I have a data set that I'd expect to follow a Poisson distribution, but it is overdispersed by about 3-fold. At the present, I'm modelling this overdispersion using something like the following code in R.
## assuming a median value of 1500
med = 1500
rawdist = rpois(1000000,med)
oDdist = rawDist + ((rawDist-med)*3)
Visually, this seems to fit my empirical data very well. If I'm happy with the fit, is there any reason that I should be doing something more complex, like using a negative binomial distribution, as described here? (If so, any pointers or links on doing so would be much appreciated).
Oh, and I'm aware that this creates a slightly jagged distribution (due to the multiplication by three), but that shouldn't matter for my application.
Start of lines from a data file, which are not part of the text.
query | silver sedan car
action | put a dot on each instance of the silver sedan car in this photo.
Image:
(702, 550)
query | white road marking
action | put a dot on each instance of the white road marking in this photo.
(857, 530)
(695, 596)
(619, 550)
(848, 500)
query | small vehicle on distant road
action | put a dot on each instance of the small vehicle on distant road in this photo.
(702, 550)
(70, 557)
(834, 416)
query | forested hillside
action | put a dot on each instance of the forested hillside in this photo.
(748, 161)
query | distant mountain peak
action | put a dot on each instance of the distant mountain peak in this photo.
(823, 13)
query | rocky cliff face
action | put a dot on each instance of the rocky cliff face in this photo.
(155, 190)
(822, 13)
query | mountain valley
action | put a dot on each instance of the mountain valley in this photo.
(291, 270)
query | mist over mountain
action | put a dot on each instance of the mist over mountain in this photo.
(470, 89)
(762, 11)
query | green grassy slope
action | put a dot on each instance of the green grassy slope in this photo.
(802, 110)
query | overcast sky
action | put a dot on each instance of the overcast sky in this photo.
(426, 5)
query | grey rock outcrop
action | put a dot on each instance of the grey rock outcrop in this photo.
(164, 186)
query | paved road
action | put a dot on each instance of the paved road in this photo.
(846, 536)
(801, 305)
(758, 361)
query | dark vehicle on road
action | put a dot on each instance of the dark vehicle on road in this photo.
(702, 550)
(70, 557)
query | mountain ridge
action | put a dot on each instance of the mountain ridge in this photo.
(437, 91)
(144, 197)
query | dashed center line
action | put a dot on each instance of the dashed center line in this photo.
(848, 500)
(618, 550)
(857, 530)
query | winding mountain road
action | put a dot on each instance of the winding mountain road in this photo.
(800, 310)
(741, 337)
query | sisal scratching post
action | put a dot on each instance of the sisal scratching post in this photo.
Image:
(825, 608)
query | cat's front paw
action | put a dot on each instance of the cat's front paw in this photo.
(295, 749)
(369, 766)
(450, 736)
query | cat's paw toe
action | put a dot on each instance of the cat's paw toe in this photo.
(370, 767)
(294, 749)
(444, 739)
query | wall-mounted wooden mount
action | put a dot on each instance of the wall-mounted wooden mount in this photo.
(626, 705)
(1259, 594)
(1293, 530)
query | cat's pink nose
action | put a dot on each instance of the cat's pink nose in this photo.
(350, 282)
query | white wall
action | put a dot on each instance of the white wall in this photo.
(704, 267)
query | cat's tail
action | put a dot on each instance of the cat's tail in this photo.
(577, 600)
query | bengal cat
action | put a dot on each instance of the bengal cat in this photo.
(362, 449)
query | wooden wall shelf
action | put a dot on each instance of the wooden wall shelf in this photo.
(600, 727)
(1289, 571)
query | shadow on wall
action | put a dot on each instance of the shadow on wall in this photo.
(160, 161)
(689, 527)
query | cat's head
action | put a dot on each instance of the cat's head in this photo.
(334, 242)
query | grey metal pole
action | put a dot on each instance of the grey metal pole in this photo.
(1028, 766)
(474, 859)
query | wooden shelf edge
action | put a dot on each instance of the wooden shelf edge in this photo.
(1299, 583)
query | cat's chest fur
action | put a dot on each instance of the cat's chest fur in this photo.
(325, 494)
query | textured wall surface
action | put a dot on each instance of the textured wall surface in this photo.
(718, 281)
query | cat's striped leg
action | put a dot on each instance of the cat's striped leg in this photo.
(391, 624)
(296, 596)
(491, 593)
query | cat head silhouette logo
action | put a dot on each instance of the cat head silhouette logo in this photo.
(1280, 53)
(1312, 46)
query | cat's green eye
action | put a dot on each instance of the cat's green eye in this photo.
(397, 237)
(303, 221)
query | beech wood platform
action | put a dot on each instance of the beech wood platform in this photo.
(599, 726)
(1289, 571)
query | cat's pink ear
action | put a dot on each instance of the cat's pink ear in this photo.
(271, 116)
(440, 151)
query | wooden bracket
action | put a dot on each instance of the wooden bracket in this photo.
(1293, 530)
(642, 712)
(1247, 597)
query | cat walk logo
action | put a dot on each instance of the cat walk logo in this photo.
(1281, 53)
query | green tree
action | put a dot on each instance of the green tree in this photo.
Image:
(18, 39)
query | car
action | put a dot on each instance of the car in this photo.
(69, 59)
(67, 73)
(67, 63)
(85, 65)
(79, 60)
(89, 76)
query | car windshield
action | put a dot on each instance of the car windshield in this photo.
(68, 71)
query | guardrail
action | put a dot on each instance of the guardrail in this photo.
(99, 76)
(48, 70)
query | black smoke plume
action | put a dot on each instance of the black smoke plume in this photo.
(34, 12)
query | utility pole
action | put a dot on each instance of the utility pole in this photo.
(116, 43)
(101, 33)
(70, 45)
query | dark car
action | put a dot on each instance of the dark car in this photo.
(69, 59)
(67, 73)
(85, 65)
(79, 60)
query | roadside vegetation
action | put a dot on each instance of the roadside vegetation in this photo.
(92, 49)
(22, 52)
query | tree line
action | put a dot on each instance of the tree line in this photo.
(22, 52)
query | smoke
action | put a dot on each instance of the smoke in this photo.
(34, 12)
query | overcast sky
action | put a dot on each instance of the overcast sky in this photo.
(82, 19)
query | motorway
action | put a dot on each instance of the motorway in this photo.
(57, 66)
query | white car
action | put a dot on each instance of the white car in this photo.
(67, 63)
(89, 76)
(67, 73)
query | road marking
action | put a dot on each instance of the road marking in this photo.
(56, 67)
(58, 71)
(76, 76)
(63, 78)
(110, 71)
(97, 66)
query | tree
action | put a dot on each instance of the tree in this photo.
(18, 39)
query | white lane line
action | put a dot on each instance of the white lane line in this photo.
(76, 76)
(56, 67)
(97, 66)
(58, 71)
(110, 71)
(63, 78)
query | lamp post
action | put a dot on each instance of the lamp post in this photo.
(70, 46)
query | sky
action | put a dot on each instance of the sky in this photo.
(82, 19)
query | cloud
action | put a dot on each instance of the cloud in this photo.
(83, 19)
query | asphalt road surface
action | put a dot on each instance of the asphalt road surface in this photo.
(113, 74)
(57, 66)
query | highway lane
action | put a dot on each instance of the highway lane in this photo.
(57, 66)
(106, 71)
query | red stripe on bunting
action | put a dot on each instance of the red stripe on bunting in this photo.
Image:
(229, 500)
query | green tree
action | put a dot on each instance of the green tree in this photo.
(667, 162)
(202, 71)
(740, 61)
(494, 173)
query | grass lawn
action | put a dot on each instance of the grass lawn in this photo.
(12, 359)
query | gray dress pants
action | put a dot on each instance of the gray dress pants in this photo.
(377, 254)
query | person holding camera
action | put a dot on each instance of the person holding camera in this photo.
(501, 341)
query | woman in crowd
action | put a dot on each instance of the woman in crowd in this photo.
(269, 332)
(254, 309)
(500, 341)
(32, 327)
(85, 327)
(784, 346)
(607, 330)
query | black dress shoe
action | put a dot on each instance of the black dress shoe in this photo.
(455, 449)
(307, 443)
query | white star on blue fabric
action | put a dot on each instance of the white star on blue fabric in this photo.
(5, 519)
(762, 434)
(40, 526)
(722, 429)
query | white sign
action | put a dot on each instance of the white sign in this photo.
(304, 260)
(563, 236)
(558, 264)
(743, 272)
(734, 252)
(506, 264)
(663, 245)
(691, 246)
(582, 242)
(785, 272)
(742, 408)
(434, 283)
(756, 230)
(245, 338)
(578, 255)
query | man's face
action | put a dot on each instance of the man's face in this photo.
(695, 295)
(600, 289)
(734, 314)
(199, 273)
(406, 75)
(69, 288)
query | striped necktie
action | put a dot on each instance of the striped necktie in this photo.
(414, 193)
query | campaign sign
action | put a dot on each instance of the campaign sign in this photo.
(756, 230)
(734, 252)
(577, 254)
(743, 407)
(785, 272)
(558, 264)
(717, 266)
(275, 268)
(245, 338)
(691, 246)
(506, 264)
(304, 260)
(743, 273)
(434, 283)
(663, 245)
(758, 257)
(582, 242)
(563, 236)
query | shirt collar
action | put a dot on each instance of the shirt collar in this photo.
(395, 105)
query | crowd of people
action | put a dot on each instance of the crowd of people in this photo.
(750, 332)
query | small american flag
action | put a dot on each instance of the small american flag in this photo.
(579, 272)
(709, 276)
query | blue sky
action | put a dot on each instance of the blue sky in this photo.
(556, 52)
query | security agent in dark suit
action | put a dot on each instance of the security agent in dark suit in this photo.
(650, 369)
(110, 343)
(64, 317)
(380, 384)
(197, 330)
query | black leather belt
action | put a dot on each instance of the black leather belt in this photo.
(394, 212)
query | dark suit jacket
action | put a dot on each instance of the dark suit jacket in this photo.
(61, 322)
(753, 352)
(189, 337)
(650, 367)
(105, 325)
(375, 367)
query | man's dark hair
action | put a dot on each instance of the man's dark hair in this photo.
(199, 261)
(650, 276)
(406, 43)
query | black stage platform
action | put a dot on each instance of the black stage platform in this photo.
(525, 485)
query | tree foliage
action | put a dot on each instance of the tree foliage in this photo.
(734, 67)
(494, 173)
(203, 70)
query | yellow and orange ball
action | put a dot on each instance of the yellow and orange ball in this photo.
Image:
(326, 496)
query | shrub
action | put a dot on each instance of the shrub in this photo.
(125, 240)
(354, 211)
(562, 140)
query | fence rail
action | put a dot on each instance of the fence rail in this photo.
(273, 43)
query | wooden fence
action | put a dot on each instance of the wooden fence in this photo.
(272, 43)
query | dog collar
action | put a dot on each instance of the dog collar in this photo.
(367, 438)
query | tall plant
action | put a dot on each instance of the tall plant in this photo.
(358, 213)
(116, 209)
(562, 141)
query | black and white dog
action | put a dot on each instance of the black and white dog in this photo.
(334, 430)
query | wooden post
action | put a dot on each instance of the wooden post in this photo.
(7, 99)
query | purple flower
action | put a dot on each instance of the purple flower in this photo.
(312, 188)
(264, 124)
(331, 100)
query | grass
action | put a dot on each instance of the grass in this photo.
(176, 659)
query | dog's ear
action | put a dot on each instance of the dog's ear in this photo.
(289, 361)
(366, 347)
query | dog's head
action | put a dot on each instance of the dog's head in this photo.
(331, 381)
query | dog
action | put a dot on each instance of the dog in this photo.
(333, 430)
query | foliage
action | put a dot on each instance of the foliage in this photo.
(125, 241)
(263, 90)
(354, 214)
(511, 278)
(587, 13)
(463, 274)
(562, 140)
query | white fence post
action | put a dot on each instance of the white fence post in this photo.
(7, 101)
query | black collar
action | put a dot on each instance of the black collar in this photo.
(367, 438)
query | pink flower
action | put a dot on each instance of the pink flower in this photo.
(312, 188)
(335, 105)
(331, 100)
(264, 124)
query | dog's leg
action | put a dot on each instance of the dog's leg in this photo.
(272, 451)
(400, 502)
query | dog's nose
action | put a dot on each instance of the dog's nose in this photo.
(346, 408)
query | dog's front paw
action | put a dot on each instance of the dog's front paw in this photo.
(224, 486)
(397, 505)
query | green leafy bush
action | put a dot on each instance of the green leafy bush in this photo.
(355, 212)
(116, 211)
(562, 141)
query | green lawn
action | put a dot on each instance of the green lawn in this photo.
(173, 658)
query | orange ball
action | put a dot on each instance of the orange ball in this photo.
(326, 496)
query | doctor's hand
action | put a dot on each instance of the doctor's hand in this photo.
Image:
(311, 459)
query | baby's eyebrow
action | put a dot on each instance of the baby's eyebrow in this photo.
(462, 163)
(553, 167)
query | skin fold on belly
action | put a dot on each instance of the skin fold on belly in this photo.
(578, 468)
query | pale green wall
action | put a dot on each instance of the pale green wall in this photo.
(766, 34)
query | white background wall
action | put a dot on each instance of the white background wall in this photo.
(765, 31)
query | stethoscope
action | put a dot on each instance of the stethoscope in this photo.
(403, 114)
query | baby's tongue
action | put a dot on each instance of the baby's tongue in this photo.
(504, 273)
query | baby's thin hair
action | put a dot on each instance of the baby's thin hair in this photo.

Update: For the sake of anyone else who searches and finds this question, here's a simple R function to model an overdispersed poisson using a negative binomial distribution. Set d to the desired mean/variance ratio:
rpois.od<-function (n, lambda,d=1) {
if (d==1)
rpois(n, lambda)
else
rnbinom(n, size=(lambda/(d-1)), mu=lambda)
}
(via the R mailing list: https://stat.ethz.ch/pipermail/r-help/2002-June/022425.html)
Best Answer
for overdispersed poisson, use the negative binomial, which allows you to parameterize the variance as a function of the mean precisely. rnbinom(), etc. in R.